Manage you property and assets
When it comes to dividing up your assets, it can get extremely complicated (and emotional) so you may want to engage a family lawyer to mediate or obtain your own legal advice.
During this process, you’ll need to work out who gets what: the car, home, furniture. You probably need to divide up your super, investments, and any joint debt.
Records of your income and any evidence that proves how much you’ve financially contributed to the relationship, will be important. And if there’s children involved, this too will affect how your financial assets are divided.
Seek support
You don’t have to go through a separation alone. There are many online Government resources as well as counsellors and financial advisers that can help to make this process a little less painful.
Professionals support networks can guide you through the legal requirements and provide advice about dividing assets/debts, such as a property that is held in both your names.

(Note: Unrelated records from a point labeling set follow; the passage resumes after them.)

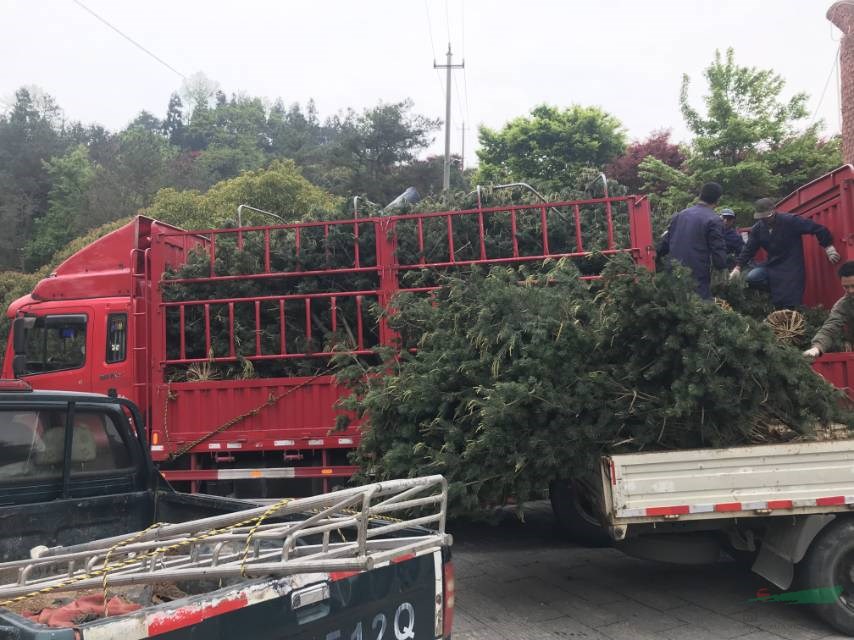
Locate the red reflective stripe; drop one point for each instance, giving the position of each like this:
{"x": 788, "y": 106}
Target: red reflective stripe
{"x": 334, "y": 576}
{"x": 403, "y": 558}
{"x": 728, "y": 506}
{"x": 668, "y": 511}
{"x": 187, "y": 616}
{"x": 779, "y": 504}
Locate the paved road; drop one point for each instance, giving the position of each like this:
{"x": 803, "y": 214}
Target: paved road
{"x": 520, "y": 581}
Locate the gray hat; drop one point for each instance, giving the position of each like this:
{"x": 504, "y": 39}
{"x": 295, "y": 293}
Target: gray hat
{"x": 764, "y": 208}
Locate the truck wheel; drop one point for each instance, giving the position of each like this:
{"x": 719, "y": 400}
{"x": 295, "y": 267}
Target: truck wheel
{"x": 576, "y": 517}
{"x": 829, "y": 565}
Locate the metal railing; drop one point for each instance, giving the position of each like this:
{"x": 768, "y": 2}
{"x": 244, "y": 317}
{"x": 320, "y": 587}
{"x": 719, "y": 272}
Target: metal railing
{"x": 350, "y": 530}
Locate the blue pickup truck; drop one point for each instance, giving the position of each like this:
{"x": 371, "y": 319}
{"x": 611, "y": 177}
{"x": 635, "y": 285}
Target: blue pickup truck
{"x": 86, "y": 518}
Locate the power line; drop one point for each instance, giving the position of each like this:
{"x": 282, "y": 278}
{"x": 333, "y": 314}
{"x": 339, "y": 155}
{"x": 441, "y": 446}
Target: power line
{"x": 129, "y": 39}
{"x": 433, "y": 49}
{"x": 447, "y": 20}
{"x": 826, "y": 83}
{"x": 465, "y": 76}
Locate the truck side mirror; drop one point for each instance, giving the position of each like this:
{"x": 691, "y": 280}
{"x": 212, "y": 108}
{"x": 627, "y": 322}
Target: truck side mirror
{"x": 19, "y": 365}
{"x": 20, "y": 326}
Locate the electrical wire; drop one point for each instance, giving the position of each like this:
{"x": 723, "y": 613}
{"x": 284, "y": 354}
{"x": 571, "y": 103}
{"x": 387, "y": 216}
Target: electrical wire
{"x": 129, "y": 39}
{"x": 448, "y": 22}
{"x": 433, "y": 49}
{"x": 463, "y": 36}
{"x": 826, "y": 83}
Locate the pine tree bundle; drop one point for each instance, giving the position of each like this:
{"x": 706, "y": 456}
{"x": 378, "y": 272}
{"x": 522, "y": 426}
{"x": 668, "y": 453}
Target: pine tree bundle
{"x": 512, "y": 386}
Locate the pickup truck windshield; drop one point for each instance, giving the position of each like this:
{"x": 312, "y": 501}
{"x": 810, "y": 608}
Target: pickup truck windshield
{"x": 32, "y": 444}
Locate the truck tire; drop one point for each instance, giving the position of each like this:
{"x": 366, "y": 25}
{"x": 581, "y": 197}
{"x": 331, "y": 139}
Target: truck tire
{"x": 829, "y": 563}
{"x": 575, "y": 516}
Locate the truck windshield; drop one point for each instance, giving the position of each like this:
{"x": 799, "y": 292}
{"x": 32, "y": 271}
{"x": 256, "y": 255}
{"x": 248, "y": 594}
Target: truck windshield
{"x": 32, "y": 444}
{"x": 56, "y": 343}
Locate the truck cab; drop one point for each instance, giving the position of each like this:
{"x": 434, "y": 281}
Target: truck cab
{"x": 82, "y": 345}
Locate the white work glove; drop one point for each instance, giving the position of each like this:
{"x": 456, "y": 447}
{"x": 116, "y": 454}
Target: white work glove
{"x": 832, "y": 254}
{"x": 812, "y": 353}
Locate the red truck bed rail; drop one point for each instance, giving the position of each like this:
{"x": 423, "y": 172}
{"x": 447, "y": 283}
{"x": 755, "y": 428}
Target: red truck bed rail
{"x": 303, "y": 276}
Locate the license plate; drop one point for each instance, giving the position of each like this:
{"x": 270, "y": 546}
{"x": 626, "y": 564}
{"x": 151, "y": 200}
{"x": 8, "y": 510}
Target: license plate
{"x": 399, "y": 625}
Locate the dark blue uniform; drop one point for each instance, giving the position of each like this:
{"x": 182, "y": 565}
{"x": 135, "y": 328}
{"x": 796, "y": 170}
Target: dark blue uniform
{"x": 733, "y": 241}
{"x": 785, "y": 265}
{"x": 695, "y": 238}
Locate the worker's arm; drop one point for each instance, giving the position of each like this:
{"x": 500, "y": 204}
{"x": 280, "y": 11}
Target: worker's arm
{"x": 717, "y": 246}
{"x": 664, "y": 243}
{"x": 831, "y": 331}
{"x": 822, "y": 233}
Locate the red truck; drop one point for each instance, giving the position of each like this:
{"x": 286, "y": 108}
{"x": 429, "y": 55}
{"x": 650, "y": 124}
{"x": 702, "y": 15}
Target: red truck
{"x": 105, "y": 320}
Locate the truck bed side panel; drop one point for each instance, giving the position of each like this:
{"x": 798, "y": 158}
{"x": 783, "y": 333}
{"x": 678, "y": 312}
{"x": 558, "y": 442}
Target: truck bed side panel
{"x": 712, "y": 483}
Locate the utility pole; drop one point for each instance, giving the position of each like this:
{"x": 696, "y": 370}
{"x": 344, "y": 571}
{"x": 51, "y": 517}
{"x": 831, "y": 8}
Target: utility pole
{"x": 446, "y": 179}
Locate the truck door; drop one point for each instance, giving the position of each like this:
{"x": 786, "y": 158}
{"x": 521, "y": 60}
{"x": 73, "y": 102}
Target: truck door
{"x": 111, "y": 358}
{"x": 57, "y": 348}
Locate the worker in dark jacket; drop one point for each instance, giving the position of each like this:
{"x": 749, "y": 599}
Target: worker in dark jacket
{"x": 837, "y": 332}
{"x": 732, "y": 238}
{"x": 695, "y": 238}
{"x": 780, "y": 235}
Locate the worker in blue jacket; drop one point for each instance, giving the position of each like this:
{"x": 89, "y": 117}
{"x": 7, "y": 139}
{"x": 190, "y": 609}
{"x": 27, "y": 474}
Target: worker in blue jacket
{"x": 780, "y": 235}
{"x": 732, "y": 238}
{"x": 695, "y": 238}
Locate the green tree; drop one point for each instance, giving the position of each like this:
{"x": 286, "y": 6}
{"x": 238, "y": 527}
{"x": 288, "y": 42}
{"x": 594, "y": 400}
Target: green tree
{"x": 747, "y": 139}
{"x": 550, "y": 147}
{"x": 138, "y": 164}
{"x": 30, "y": 133}
{"x": 367, "y": 150}
{"x": 280, "y": 189}
{"x": 68, "y": 200}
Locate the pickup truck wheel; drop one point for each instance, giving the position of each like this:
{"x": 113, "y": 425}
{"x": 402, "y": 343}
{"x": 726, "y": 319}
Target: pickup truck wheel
{"x": 829, "y": 565}
{"x": 576, "y": 517}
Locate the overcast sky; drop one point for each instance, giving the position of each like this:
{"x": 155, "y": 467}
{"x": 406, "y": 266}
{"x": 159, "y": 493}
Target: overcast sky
{"x": 627, "y": 56}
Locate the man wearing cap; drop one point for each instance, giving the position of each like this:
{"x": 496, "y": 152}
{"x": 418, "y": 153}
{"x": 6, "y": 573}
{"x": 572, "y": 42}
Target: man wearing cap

They can also assist you in reviewing and changing your will.
You may also want to use a financial adviser as they can support you in planning out your future finances such as your super, housing situation, estate planning and life insurance.
Bottom line: Going through a separation is a highly emotional time so making too many big decisions alone may not be in your best interest. Lean on professional support and focus on building your future—the grass may be a lot greener!
1 Australian Bureau of Statistics: 3310.0 - Marriages and Divorces, Australia, 2018 Released 27/11/2019
2 Australian Institute of Family Studies: Divorce legacy lingers in older age – 26 July 2018
Other sources:
https://aifs.gov.au/media-releases/financial-effects-divorce-worse-women
https://aifs.gov.au/media-releases/divorce-legacy-lingers-older-age
Important information and disclaimer
This article has been prepared by NULIS Nominees (Australia) Limited ABN 80 008 515 633 AFSL 236465 (NULIS) as trustee of the MLC Super Fund ABN 70 732 426 024. The information in this article is current as at July 2020 and may be subject to change. This information may constitute general advice. The information in this article is factual in nature and does not take into account personal objectives, financial situation or needs. You should consider obtaining independent advice before making any financial decisions based on this information. You should not rely on this article to determine your personal tax obligations. Please consult a registered tax agent for this purpose. An investment with NULIS is not a deposit with, or liability of, and is not guaranteed by NAB or other members of the NAB Group. Opinions constitute our judgement at the time of issue. In some cases information has been provided to us by third parties and while that information is believed to be accurate and reliable, its accuracy is not guaranteed in any way. Subject to terms implied by law and which cannot be excluded, neither NULIS nor any member of the NAB Group accept responsibility for any loss or liability incurred by you in respect of any error, omission or misrepresentation in the information in this communication. Past performance is not a reliable indicator of future performance. The value of an investment may rise or fall with the changes in the market.